L’aumento della pensione minima fino a portarla a 1.000 euro è sempre stato un cavallo di battaglia del centro-destra e in particolare di Silvio Berlusconi e ora si prova a portare avanti questa battaglia, non senza qualche piccolo scontento all’interno della stessa coalizione a causa delle difficoltà incontrate. Nonostante questo i primi passi sono stati fatti e un ulteriore aumento delle pensioni minime vi sarà nel 2024, ecco cosa trapela dalle prime dichiarazioni.

Ci sarà un nuovo aumento straordinario della pensione minima?

Il primo aumento importante vi è stato nel mese di luglio 2023, per gli over 75 si è provveduto all’aumento del 6,4% che ha portato l’importo delle pensioni minime a 600 euro, per coloro che invece non hanno superato tale limite di età, l’importo maggiorato dal mese di luglio è di 572,20 euro.

Nel mese di gennaio 2024, in base a quanto trapela, non vi saranno ulteriori aumenti straordinari, ma la semplice rivalutazione degli importi minimi.
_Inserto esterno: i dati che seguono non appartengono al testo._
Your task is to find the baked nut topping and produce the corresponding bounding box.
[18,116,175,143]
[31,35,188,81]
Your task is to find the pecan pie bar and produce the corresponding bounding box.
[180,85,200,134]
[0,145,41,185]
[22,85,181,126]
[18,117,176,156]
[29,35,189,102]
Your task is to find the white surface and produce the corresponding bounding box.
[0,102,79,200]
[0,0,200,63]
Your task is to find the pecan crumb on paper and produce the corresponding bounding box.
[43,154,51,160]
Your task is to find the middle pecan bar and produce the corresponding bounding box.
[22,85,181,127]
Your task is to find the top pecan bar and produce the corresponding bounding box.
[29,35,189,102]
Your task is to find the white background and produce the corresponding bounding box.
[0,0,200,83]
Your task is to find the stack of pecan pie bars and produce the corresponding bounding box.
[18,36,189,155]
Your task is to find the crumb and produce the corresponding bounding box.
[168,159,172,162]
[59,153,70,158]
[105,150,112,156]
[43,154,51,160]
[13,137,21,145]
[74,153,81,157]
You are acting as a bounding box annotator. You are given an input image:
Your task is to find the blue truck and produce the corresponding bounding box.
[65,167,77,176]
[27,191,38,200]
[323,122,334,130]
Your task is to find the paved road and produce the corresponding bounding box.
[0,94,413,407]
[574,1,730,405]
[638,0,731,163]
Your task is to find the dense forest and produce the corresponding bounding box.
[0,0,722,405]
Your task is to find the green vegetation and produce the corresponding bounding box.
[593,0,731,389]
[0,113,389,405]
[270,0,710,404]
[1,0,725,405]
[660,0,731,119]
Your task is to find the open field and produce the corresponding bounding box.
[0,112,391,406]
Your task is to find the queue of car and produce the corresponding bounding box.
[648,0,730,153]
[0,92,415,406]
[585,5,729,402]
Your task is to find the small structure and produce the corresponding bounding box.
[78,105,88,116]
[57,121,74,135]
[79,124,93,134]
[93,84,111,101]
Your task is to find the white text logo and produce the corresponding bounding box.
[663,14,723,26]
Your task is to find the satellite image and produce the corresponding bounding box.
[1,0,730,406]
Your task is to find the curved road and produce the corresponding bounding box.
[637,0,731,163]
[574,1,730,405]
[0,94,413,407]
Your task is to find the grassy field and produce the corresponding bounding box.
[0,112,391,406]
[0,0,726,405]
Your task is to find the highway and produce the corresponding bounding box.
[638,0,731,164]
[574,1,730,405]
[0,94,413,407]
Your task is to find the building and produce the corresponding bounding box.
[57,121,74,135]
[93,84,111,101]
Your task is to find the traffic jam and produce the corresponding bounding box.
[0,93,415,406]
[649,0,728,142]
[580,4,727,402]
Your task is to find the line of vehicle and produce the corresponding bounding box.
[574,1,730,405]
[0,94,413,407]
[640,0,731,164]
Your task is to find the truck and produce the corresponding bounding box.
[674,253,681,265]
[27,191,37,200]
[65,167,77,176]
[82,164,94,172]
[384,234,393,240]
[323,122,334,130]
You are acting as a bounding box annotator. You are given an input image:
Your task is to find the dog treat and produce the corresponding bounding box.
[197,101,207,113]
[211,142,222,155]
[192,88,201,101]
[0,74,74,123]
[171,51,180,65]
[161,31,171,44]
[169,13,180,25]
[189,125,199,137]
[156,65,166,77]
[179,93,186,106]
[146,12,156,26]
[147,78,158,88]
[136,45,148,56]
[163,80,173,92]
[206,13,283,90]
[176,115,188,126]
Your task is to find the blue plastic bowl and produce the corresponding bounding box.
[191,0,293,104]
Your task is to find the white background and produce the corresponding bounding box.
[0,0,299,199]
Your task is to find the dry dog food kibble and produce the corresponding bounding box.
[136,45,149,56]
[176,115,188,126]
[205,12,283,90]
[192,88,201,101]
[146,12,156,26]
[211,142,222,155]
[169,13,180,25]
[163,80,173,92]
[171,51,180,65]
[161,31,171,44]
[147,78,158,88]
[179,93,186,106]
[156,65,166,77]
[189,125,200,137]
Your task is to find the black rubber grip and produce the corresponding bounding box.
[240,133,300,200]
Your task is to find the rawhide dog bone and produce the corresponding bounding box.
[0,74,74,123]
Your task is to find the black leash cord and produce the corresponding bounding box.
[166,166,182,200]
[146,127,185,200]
Almeno questi sono i piani vista l’elevata spesa pensionistica che affronta l’Italia.

L’obiettivo dei rappresentanti di Forza Italia è portare l’importo degli assegni minimi per gli over 75 almeno a 700 euro. In base a quanto trapelato da Il Messaggero in questi giorni dovrebbero esservi degli incontri che sembrano far sperare in un’apertura del Governo verso tale ipotesi, ciò consentirebbe a chi percepisce assegni ridotti di migliorare la qualità della vita.

Naturalmente non mancano dissidi soprattutto da parte di chi pur avendo maturato i requisiti contributivi per accedere alla pensione di vecchiaia percepisce un assegno di valore inferiore e che rischia di non essere opportunamente considerato da queste riforme.
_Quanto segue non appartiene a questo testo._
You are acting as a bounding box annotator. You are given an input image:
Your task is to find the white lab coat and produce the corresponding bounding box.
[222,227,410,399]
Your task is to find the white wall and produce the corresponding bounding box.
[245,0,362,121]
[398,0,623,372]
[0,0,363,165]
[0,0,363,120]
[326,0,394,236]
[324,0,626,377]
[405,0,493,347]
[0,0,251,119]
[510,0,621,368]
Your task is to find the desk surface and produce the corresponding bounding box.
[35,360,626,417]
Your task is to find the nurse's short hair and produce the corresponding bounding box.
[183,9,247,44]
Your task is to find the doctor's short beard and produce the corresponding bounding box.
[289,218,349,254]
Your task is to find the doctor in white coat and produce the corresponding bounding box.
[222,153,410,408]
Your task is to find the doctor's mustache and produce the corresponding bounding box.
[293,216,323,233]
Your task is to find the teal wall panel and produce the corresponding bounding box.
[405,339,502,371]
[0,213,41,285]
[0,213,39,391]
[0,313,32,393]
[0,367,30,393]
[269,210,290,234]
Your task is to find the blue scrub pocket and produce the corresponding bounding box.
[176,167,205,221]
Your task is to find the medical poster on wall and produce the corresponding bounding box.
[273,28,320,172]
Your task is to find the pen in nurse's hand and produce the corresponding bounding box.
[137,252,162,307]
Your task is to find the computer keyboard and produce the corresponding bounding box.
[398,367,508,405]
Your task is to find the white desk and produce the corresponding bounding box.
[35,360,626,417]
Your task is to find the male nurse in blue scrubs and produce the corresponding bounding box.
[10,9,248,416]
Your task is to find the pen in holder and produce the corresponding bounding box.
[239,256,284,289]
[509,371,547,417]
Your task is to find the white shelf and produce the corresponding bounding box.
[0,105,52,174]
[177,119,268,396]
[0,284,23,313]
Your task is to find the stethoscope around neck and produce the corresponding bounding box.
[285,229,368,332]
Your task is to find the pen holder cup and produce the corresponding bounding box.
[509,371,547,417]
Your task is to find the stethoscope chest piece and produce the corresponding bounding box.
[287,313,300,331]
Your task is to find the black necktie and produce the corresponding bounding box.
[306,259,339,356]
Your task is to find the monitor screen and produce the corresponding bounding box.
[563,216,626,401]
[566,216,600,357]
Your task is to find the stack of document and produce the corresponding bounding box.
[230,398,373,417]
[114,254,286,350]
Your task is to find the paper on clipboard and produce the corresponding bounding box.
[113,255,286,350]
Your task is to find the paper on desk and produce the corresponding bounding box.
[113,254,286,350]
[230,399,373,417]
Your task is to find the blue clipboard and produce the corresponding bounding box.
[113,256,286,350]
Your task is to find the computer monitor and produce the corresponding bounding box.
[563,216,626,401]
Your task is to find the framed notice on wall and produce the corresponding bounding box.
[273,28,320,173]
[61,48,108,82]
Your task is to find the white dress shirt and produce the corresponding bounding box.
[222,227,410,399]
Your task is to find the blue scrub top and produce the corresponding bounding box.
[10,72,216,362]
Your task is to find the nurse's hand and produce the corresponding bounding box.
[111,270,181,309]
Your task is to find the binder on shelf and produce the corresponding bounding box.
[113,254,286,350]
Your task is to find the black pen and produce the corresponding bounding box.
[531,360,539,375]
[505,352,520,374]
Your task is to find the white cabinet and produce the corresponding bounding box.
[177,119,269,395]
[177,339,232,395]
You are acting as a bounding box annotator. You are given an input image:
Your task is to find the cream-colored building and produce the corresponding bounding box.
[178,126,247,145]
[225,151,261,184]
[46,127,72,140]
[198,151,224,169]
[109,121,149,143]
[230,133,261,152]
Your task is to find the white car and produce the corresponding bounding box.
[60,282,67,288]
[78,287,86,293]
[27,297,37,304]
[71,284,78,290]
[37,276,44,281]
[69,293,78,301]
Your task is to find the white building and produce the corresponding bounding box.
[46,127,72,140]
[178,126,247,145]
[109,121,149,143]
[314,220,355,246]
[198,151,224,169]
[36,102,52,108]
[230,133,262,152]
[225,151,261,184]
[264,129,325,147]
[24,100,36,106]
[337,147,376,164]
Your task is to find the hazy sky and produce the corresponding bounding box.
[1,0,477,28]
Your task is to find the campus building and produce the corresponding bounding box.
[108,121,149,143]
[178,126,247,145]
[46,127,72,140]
Di quanto aumenteranno le pensioni con la rivalutazione ordinaria?

Se anche non dovesse esserci l’aumento straordinario di cui si sta discutendo in questi giorni, i pensionati potranno godere di una maggiorazione dell’assegno pensionistico calcolata sull’inflazione. In particolare come conguaglio 2023, ci sarà un aumento a gennaio 2024 dello 0,80% con corresponsione anche degli arretrati.

A questo si aggiungerà l’aumento l’aumento basato sull’inflazione 2023, questo dovrebbe essere corrispondente al 5,7%.

Rivalutazione pensioni: buone notizie in arrivo per i pensionati

Buone notizie potrebbero arrivare presto per gli anziani, infatti in seguito a proposta della Cisl, il Governo sta studiando la possibilità di rivalutazione pensioni al 100% per importi fino a 5 volte il minimo.

Rivalutazione delle pensioni: gli scaglioni previsti

Dal 1° gennaio 2023 arriva la rivalutazione delle pensioni in base all’inflazione registrata nel mese di novembre 2022, l’ammontare è del 7,3%. Non per tutti i pensionati si applicano le stesse rivalutazioni, in particolare per le pensioni minime si è optato per la rivalutazione al 120%, ma qualcuno ancora punta ad innalzare le minime a 600 euro almeno per gli over 75. Per Roberto Pella di Forza Italia (capogruppo alla commissione Bilancio) tale innalzamento è imprescindibile. Ricordiamo però che le pensioni fino a 2.692,32 euro mensili hanno già ottenuto un anticipo dell’aumento del 2% dal mese di ottobre 2022 questo deve essere scorporato dall’aumento del 7,3%.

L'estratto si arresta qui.